From the song of crickets, I am returned to my 120 nights of sleeping in the open air in the Wadi Rum desert, camping off the red and dusty East African rural roads, and quiet sleeps in the thick bushland of conservation parks. In recent years, their song brings me back to the beautiful outskirts of Durban, the most colorful city in the world. 

But it's the soundtrack of my life that bring me back to my fun pub days. Certain rock anthems remind me of the actual Fun Pub on the Greek Cyclades island of Ios, while World, Hold On and Jack Johnson 's Better Together reminds me of sweet moments with dear friends on that very same island. 

David Gray's This Year's Love and The Other Side take me straight back to London in the early to mid 2000s. 

Ralando o Tchan from the É o Tchan do Brasil album reminds me always of my magical year in Brazil as an exchange student, where I made beautiful memories in the dry rural regions of my country state Goiás on a fazenda (farmhouse), on a bus full of exchange students driving down the northeastern coast of the country and my brazilian family who gave me so much.

All these songs bring back a rush of feelings, intense and gentle, exciting and melancholy, and remind me of the wild ride of freedom I so enjoyed as a curious traveler.

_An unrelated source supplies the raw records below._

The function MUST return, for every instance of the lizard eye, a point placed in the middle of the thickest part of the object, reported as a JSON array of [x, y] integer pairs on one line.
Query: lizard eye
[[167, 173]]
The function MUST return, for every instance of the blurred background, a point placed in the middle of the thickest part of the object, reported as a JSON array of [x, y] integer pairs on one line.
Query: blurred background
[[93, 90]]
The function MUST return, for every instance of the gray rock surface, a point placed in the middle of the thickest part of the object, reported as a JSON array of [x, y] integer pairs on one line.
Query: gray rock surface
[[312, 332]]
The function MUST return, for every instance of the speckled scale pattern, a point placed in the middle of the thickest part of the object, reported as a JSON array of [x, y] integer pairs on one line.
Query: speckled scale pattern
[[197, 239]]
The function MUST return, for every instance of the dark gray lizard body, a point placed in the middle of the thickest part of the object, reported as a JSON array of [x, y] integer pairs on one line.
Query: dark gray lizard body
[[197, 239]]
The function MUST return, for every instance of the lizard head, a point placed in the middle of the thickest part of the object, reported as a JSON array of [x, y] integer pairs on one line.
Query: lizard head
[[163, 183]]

Life was a real adventure.

Even films are able to bring back a blast from the past; that, or a reminder of swift changes in the passing of time. Having said so much about youth, I just realized I am now two years older than Bridget Jones in the first movie. A bad TV night brought me to Bridget Jones's Diary and yes, I am two years older.

Not that it bothers me. The thirties (or any other time in life) are not a time when all women turn into desperate spinsters in need of fertilizing eggs and should all of a sudden be embarrassed for being single. 

Time is after all is just a notion, a way to measure the passing of time and give place to host all the fabulous adventures we have in life. All of life is after all perception alone.

During one of our philosophical talks, my partner and I came to the conclusion that our whole existence as human beings originates within the confinements of our brain. Our feelings, thoughts, ideas, perception, our whole spiritual and bodily existence exists within the realms of one organ, our brain. It is literally our whole world.

That leads me to the conclusion that youth and aging are truly conceptual, a notion of the theatre that is life.

The instruments that tricker memories from hibernation are a time machine, a way to explore life through the wide lenses of frameless shades that change colour depending entirely on perception and mood.

Life would be so dull without all these accessories of life. And I love life, my life just the way it is, the way it was, and the enigmatic and glorious adventures of what will be.